Debat Sengit di Pilpres 2024: Apakah Wajar Negara Membeli Alutsista Bekas?

Debat memunculkan pertanyaan kritis tentang strategi pertahanan yang diambil oleh Indonesia di bawah kepemimpinan Prabowo

Debat Sengit di Pilpres 2024: Apakah Wajar Negara Membeli Alutsista Bekas?
Ilustrasi.

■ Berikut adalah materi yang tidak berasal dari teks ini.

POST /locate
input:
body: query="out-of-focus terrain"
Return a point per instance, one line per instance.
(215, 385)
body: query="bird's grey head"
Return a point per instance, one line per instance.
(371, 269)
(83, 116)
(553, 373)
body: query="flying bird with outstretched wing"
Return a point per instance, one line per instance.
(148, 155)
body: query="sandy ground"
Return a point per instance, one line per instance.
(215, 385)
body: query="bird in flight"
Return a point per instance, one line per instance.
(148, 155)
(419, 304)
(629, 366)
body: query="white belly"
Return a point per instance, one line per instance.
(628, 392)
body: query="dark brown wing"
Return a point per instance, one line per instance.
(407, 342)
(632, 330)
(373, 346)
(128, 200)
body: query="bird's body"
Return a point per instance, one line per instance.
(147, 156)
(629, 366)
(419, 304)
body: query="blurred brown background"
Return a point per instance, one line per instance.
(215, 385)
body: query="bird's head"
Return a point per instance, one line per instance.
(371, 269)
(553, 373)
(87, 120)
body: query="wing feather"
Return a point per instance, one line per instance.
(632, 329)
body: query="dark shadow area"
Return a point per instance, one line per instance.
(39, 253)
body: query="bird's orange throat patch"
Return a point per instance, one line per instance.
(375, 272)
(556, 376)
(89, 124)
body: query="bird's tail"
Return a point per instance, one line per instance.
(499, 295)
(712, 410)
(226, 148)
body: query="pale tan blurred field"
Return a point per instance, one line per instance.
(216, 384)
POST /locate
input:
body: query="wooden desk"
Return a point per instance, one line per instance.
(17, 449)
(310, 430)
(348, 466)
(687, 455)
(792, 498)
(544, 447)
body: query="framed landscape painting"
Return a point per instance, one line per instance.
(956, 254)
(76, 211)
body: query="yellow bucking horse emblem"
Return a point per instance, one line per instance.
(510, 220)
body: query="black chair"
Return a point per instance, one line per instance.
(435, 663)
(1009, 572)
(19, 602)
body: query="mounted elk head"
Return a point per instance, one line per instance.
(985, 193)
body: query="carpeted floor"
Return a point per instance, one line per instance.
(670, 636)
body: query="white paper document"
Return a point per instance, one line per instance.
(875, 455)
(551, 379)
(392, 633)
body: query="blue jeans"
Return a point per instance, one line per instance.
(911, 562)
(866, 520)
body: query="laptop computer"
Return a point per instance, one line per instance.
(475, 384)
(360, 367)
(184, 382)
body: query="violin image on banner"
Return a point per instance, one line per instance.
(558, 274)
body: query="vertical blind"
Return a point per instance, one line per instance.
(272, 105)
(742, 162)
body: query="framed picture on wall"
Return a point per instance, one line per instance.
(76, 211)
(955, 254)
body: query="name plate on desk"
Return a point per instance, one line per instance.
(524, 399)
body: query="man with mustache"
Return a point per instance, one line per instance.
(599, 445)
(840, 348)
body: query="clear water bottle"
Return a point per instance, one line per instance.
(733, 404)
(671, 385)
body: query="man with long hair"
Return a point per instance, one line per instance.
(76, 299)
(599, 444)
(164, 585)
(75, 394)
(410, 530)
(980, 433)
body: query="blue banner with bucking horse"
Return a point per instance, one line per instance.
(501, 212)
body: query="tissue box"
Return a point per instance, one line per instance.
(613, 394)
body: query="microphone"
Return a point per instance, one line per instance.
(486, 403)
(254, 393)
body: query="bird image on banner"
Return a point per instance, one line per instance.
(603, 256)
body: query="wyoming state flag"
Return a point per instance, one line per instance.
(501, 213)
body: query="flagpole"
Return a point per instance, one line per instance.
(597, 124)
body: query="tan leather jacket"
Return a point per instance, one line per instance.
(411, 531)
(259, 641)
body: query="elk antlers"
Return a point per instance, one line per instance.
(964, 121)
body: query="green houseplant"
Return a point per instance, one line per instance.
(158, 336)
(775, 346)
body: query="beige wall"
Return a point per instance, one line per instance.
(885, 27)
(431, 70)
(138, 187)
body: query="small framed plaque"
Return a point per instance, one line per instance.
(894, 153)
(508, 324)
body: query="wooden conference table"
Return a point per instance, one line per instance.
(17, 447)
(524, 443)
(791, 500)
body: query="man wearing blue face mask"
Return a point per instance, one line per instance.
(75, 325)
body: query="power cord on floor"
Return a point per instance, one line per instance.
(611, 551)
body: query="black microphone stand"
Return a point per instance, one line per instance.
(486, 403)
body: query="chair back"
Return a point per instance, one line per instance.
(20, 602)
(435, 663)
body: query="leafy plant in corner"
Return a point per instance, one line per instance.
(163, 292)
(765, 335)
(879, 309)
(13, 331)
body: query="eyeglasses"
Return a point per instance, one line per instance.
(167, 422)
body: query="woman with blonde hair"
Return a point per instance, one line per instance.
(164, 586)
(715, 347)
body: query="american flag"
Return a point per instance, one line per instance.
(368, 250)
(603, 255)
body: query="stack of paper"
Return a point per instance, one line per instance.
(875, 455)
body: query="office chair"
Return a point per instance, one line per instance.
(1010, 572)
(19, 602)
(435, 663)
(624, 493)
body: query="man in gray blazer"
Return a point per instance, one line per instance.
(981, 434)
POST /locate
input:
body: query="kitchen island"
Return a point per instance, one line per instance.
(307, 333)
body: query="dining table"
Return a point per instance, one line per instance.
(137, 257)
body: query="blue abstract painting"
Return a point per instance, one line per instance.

Pesawat tempur Mirage 2000-5.

Cydem.co.id' Jakarta - Pengadaan alat utama sistem pertahanan (alutsista) bekas oleh Menteri Pertahanan RI dan calon presiden 2024, Prabowo Subianto, menjadi pusat perdebatan sengit dalam debat ketiga Pilpres 2024. Kritik dari lawan-lawannya, khususnya Anies Baswedan dan Ganjar, menyoroti alokasi dana besar sebesar Rp700 triliun yang dianggarkan untuk Kemenhan, yang dianggap tidak sebanding dengan pembelian alutsista bekas.

Anies Baswedan, calon presiden nomor urut 1, secara tajam mengecam penggunaan dana tersebut, menyebutnya tidak dapat dipertahankan dan seharusnya digunakan untuk tujuan lain. Ganjar, calon nomor urut 03, menekankan pentingnya transfer teknologi dan menolak ide pembelian alutsista bekas.

Prabowo, sebagai yang bersangkutan, memberikan respons dengan menjelaskan alasan di balik keputusannya. Ia menyoroti bahwa alutsista yang digunakan di manapun memiliki usia muda, dan kebutuhan akan kemampuan pertahanan yang segera dapat digunakan menjadi alasan utamanya. Prabowo juga menyatakan bahwa pembelian alutsista baru memakan waktu lama, yang tidak sesuai dengan kebutuhan mendesak untuk memperkuat pertahanan.

Broto Wardoyo, akademisi Ilmu Hubungan Internasional, memberikan perspektif bahwa pembelian alutsista oleh suatu negara haruslah dilandasi oleh kondisi keamanan dan ancaman di sekitarnya. Negara yang menghadapi ancaman nyata mungkin memerlukan tindakan cepat, bahkan dengan membeli alutsista bekas.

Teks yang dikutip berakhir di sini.